A random but great idea!
Many board games incorporate randomness, and for good reason! Randomness can add a lot to a game, as we’ll see. But, everything should be done in moderation and that certainly holds true for randomness.

Let’s roll the dice!

What is randomness?

Randomness (in a board game) is an event that cannot be predicted exactly, but where each possible outcome follows strict (mathematical) rules.

The quintessential example is the dice roll: You will not know how many pips will come up, but you know it’ll be a number from 1 to 6 and each side has an equal chance.

The other common method for introducing randomness is through (shuffled) cards; you don’t know which cards you’ll get, but you can only get the ones that are in the deck to start with.
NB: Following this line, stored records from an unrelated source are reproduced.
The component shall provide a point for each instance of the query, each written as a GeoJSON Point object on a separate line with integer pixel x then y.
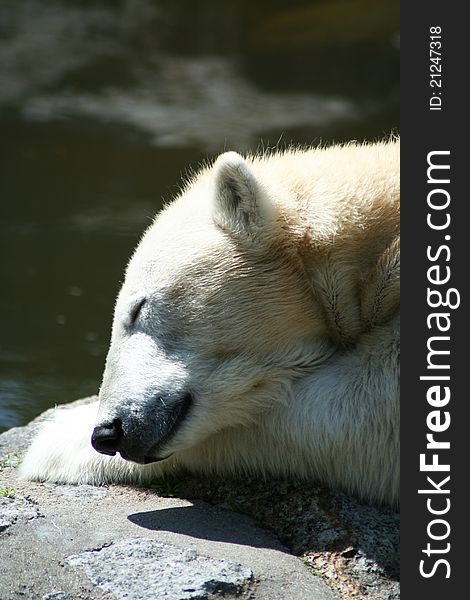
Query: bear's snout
{"type": "Point", "coordinates": [107, 438]}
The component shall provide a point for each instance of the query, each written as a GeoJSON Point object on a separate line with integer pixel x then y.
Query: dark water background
{"type": "Point", "coordinates": [105, 105]}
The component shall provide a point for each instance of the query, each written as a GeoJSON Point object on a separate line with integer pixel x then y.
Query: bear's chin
{"type": "Point", "coordinates": [143, 460]}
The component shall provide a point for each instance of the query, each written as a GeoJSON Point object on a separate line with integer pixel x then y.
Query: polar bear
{"type": "Point", "coordinates": [256, 332]}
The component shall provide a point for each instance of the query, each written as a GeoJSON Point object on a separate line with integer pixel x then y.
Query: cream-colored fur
{"type": "Point", "coordinates": [271, 288]}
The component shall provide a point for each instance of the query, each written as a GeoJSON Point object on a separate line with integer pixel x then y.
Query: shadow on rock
{"type": "Point", "coordinates": [216, 524]}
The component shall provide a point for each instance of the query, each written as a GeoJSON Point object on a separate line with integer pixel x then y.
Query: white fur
{"type": "Point", "coordinates": [272, 294]}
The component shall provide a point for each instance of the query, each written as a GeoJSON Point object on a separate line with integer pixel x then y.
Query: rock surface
{"type": "Point", "coordinates": [188, 539]}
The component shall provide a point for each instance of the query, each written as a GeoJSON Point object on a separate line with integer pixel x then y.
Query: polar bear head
{"type": "Point", "coordinates": [214, 321]}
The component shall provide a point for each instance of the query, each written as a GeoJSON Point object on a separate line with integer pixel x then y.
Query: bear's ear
{"type": "Point", "coordinates": [239, 208]}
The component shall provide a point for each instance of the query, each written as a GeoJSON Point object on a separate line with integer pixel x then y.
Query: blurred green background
{"type": "Point", "coordinates": [104, 105]}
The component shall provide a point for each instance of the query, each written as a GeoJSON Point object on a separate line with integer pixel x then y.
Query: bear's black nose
{"type": "Point", "coordinates": [106, 438]}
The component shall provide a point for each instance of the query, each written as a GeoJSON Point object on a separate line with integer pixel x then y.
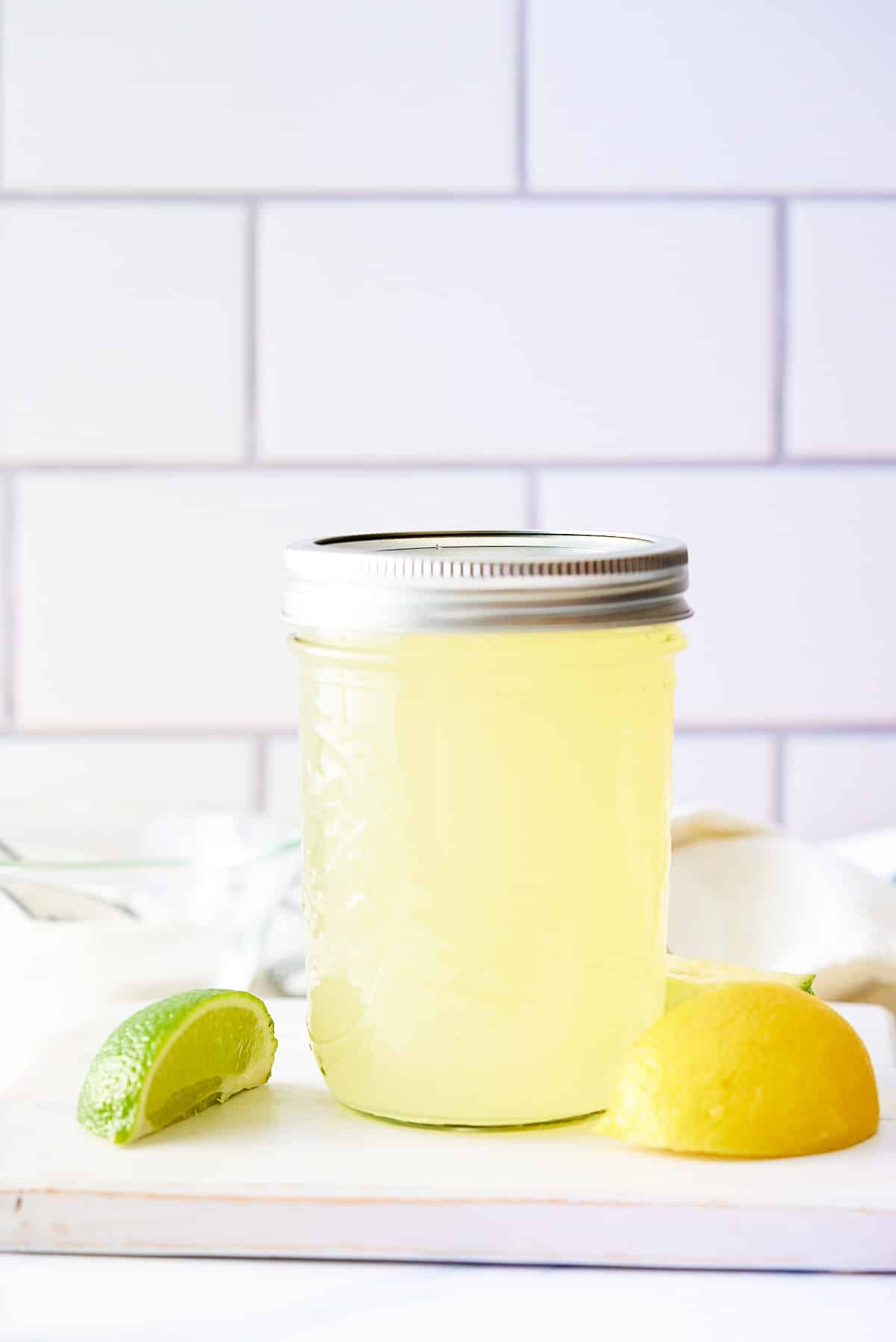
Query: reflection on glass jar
{"type": "Point", "coordinates": [486, 860]}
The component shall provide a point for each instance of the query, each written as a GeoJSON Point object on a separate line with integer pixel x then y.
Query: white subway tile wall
{"type": "Point", "coordinates": [517, 332]}
{"type": "Point", "coordinates": [122, 332]}
{"type": "Point", "coordinates": [126, 776]}
{"type": "Point", "coordinates": [259, 94]}
{"type": "Point", "coordinates": [840, 784]}
{"type": "Point", "coordinates": [749, 96]}
{"type": "Point", "coordinates": [274, 269]}
{"type": "Point", "coordinates": [153, 597]}
{"type": "Point", "coordinates": [843, 301]}
{"type": "Point", "coordinates": [791, 580]}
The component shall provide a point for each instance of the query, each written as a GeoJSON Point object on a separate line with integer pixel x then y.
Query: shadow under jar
{"type": "Point", "coordinates": [486, 733]}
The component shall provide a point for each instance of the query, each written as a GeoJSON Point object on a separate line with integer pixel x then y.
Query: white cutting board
{"type": "Point", "coordinates": [286, 1172]}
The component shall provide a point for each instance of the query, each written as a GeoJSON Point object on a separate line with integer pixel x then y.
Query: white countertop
{"type": "Point", "coordinates": [46, 1298]}
{"type": "Point", "coordinates": [43, 1299]}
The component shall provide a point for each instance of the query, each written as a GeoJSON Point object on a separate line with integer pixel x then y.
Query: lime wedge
{"type": "Point", "coordinates": [691, 978]}
{"type": "Point", "coordinates": [175, 1059]}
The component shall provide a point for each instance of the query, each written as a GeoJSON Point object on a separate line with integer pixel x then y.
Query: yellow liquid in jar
{"type": "Point", "coordinates": [486, 866]}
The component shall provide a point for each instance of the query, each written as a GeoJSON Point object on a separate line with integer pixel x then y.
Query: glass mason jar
{"type": "Point", "coordinates": [486, 734]}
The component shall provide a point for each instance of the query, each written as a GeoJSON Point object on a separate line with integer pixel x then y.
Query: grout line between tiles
{"type": "Point", "coordinates": [184, 732]}
{"type": "Point", "coordinates": [778, 776]}
{"type": "Point", "coordinates": [780, 330]}
{"type": "Point", "coordinates": [250, 335]}
{"type": "Point", "coordinates": [287, 466]}
{"type": "Point", "coordinates": [532, 500]}
{"type": "Point", "coordinates": [388, 196]}
{"type": "Point", "coordinates": [258, 789]}
{"type": "Point", "coordinates": [8, 596]}
{"type": "Point", "coordinates": [3, 93]}
{"type": "Point", "coordinates": [522, 96]}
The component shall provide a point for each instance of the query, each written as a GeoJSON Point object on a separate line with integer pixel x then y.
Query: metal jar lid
{"type": "Point", "coordinates": [473, 580]}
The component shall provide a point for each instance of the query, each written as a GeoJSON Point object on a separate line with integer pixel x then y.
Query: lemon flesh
{"type": "Point", "coordinates": [690, 978]}
{"type": "Point", "coordinates": [173, 1059]}
{"type": "Point", "coordinates": [750, 1070]}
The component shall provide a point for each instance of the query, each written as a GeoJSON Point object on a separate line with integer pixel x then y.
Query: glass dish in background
{"type": "Point", "coordinates": [172, 901]}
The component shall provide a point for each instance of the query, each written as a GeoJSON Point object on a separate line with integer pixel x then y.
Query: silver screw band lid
{"type": "Point", "coordinates": [470, 580]}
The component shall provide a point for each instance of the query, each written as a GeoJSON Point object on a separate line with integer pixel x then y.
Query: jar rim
{"type": "Point", "coordinates": [396, 581]}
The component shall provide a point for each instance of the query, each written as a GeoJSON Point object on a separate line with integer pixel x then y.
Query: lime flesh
{"type": "Point", "coordinates": [173, 1059]}
{"type": "Point", "coordinates": [688, 978]}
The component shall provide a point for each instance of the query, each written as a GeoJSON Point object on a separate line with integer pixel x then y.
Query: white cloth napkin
{"type": "Point", "coordinates": [751, 894]}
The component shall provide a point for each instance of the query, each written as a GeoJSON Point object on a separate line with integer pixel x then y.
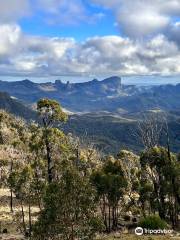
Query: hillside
{"type": "Point", "coordinates": [108, 95]}
{"type": "Point", "coordinates": [15, 107]}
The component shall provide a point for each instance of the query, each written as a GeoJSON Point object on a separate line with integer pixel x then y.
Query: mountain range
{"type": "Point", "coordinates": [105, 111]}
{"type": "Point", "coordinates": [109, 95]}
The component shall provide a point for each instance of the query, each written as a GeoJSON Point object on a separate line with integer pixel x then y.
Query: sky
{"type": "Point", "coordinates": [83, 39]}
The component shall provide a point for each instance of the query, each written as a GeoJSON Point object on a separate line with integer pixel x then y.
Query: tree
{"type": "Point", "coordinates": [161, 172]}
{"type": "Point", "coordinates": [50, 113]}
{"type": "Point", "coordinates": [110, 183]}
{"type": "Point", "coordinates": [69, 209]}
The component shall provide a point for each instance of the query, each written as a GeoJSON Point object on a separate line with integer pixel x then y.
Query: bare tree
{"type": "Point", "coordinates": [150, 129]}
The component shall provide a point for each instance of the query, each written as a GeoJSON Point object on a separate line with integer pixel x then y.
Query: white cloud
{"type": "Point", "coordinates": [139, 18]}
{"type": "Point", "coordinates": [25, 55]}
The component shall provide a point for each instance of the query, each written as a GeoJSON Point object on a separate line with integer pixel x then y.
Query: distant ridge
{"type": "Point", "coordinates": [13, 106]}
{"type": "Point", "coordinates": [107, 95]}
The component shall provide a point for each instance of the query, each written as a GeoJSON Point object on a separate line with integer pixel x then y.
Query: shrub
{"type": "Point", "coordinates": [153, 222]}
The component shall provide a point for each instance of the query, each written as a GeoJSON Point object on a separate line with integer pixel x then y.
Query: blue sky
{"type": "Point", "coordinates": [49, 39]}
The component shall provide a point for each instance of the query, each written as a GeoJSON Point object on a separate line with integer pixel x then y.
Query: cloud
{"type": "Point", "coordinates": [139, 18]}
{"type": "Point", "coordinates": [24, 55]}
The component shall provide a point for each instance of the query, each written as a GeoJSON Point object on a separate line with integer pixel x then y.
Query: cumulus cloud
{"type": "Point", "coordinates": [25, 55]}
{"type": "Point", "coordinates": [139, 18]}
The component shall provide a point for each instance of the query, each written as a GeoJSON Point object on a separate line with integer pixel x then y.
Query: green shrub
{"type": "Point", "coordinates": [153, 222]}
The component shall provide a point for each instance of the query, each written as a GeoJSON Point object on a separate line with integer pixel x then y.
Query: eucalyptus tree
{"type": "Point", "coordinates": [51, 114]}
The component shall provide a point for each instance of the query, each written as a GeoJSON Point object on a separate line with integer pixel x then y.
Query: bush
{"type": "Point", "coordinates": [153, 222]}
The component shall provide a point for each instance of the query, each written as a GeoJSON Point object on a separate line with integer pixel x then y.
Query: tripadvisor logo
{"type": "Point", "coordinates": [140, 231]}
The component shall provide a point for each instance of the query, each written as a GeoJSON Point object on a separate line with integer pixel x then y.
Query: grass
{"type": "Point", "coordinates": [134, 237]}
{"type": "Point", "coordinates": [7, 221]}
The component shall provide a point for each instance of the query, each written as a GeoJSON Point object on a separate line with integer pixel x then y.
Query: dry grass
{"type": "Point", "coordinates": [134, 237]}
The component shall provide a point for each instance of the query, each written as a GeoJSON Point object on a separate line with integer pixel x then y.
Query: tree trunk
{"type": "Point", "coordinates": [49, 160]}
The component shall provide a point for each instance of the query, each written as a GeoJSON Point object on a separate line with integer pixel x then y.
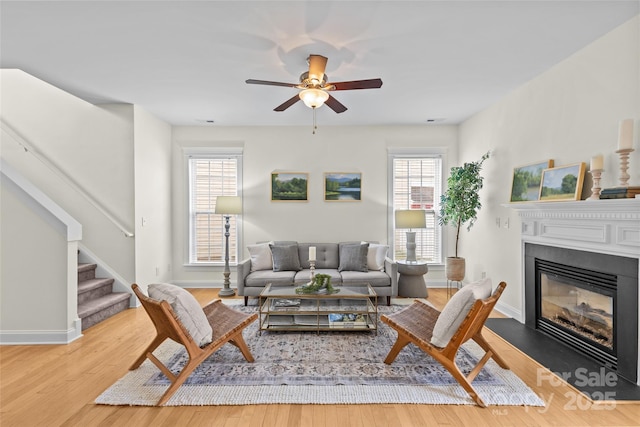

We can also say that an opponent plays “randomly”, usually when what she’s doing doesn’t seem to make sense. This is not the type of randomness I’m referring to; the outcome might be unpredictable but there is no (mathematical) rule behind it. For example an opponent might throw their meeples through the room, while a card cannot do that.

The uses of randomness

Randomness has several uses in board games:

Driving interesting decisions

Randomness creates uncertainty (see this post for more on uncertainty in board games) and as such it is a driver for interesting decisions. “If I attack I need a five or six to win. If I win I’ll be well set for my next goal, but if I lose then I’ll have to struggle to get back on top. Should I take that chance…?”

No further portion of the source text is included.